As well, it addressed the limited national capacity to implement, institutionalise and operationalise ABS agreements and the Nagoya Protocol which was signed by Fiji in 2014.

As a result of this joint collaboration between project stakeholders, international partners and the communities of Yasawa, Beqa and Kadavu, IAS through its Pacific Natural Products Research Centre has with the permission of the landowners collected a wide variety of marine samples that have been sorted, analysed and recorded into the Bioprospecting Samples Database. This database is a momentous achievement for bioprospecting research as it is the first of its kind in the Pacific.

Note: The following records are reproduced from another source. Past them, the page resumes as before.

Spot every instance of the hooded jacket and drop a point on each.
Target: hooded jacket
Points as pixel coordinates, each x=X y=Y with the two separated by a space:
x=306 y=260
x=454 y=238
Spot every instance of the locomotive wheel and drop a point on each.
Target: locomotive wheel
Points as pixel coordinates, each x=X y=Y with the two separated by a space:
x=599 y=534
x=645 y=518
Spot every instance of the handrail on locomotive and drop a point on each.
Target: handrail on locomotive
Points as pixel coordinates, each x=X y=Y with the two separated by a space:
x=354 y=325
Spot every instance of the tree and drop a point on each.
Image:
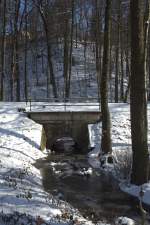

The database houses biodiversity and screening information about marine samples collected in Fiji. Specific information includes preliminary taxonomic details, location where samples were collected, scientific results and information such as DNA and voucher collections. 

The large number of samples stored in this database was collected as part of the GEF-ABS project.

The BSD hopes to secure and enhance the flow of information among multiple participants and communities and allows for tracking and monitoring of information by relevant national, regional and international institutions.